La résistance à l’économie marchande de la concurrence, de la compétitivité, de la rentabilité fait débat dans les fédérations associatives. L’obligation de gagner le marché des prestations de service, de développer la consommation des produits de loisir, de répondre à l’appel d’offres en collant uniquement à la commande, occulte les questions de choix et de projet éducatif.

Les associations qui se positionnent dans l’économie sociale (ou solidaire ou tiers secteur) vont proposer une alternative entre l’assistance de l’État et les exigences productivistes du marché. Elles inventent les entreprises d’insertion, les associations intermédiaires, les régies de quartier, les systèmes d’échange local pour proposer une alternative aux populations exclues du travail. Il y a des besoins et des demandes considérables dans des services du tertiaire relationnel : en éducation, santé, travail social, culture, protection de l’environnement. Ils n’offrent pas un gain de productivité important tant qu’ils ne sont pas standardisés et informatisés (exemple de l’enseignement à distance). Mais l'économie marchande récupère ces services collectifs quand ils deviennent solvables pour en faire un produit de consommation individualisé : la récupération des déchets, l'aide à la personne dépendante, la garde d'enfants…. Le secteur associatif doit continuellement se renouveler. L’État-providence se défausse aussi sur les associations pour fournir les services sociaux élémentaires (exemple Les Restos du cœur) sur le mode des « charities » anglo-saxonnes.

Depuis la Charte de l'Économie Sociale écrite en 1979, le secteur de la coopération a redéfini le sens à donner à l'économie : elle est solidaire et durable quand elle gère les échanges de la vie quotidienne, y compris les échanges non monétaires comme les échanges de savoirs, quand la cohésion sociale produit de la valeur. Il s’est organisé en fondant en 1986 des Groupements Régionaux de la Coopération, des Mutuelles et des Associations (GRCMA) transformés à partir de 1993 en Chambres Régionales de l'Economie Sociale (CRES), et instaure en 2003 un Conseil des Entreprises et Groupement de l'Economie Sociale (CEGES). Il a une représentation au Conseil économique et social et dans les CESR -Conseil économique et social régional- en tant

qu'agent économique et social. La Délégation Interministérielle à l'Innovation Sociale et à l'Economie Sociale, créée en 1981, a participé à cette structuration69.

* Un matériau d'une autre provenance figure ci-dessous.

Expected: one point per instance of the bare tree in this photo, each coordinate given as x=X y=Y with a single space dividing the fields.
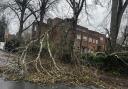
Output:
x=118 y=9
x=21 y=10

L’association devient objet de la sociologie économique. Jean-Louis Laville (1994, p.16) revendique une économie solidaire pour les services de proximité, avec une double inscription dans les sphères publique et économique, une économie du « quatrième secteur » qui mixe : des fonds publics avec des paiements par les particuliers, et le travail rémunéré des professionnels avec la participation non rémunérée des bénévoles, dont témoignent par exemple les crèches parentales. L’État démultiplie l’efficacité de ses moyens limités en aidant financièrement ceux qui veulent bien prendre des initiatives dans les services. L'État et les collectivités locales offrent une partie des biens et des services collectifs, et les structures de l'économie sociale prennent en charge des besoins collectifs mal satisfaits. Laville prône une conception différente du progrès où le rôle de l’économie n’est plus l’augmentation des richesses et des services, mais la valorisation de la sphère qu’il nomme « autoproduction domestique ». L’organisation sociale qui permet à chacun d’avoir sa place dans la société et à pouvoir y être actif est un progrès.